With that backdrop, the latest Atlanta Fed GDP model is now projecting an 8.8% annual rate of growth for the first quarter. That’s three times faster than the pre-Pandemic Q4 2019 growth.
Personal income was up 10% in January (compared to December), thanks to stimulus checks from the $900 billion aid package in late December and the extended federal unemployment subsidy.

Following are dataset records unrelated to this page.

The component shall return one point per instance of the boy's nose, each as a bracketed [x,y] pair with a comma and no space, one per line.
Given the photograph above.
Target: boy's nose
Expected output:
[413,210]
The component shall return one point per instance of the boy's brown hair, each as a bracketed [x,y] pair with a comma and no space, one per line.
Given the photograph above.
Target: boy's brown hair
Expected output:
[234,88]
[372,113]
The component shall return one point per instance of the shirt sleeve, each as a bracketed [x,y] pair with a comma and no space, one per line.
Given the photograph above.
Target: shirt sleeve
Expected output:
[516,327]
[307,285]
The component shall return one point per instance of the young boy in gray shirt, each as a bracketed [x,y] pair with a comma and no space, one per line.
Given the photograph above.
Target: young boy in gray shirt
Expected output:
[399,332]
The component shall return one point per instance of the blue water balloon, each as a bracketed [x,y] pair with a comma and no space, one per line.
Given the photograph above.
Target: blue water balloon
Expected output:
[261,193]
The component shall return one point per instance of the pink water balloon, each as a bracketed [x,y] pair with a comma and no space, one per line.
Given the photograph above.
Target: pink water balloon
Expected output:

The personal savings rate was 20.5% in January. That's more than double pre-Pandemic levels, and more than double the average U.S. savings rate of the past sixty years.
And real disposable income is 13% higher in January, than it was in before the Pandemic.
These numbers are doing to go one direction after this next $2 trillion package hits: UP.
Sounds great. But as we've been discussing in my daily notes, this will all be accompanied by prices going UP, maybe a lot.
Let's revisit the chart from the early 70s, the last time we had a sharp spike inflation.
This chart shows the dramatic move in inflation from a “shock event.” In the early 70s, OPEC blocked oil exports to the U.S., sending oil prices up four fold in 1973. Broader prices in the U.S. economy followed, spiking by double digits.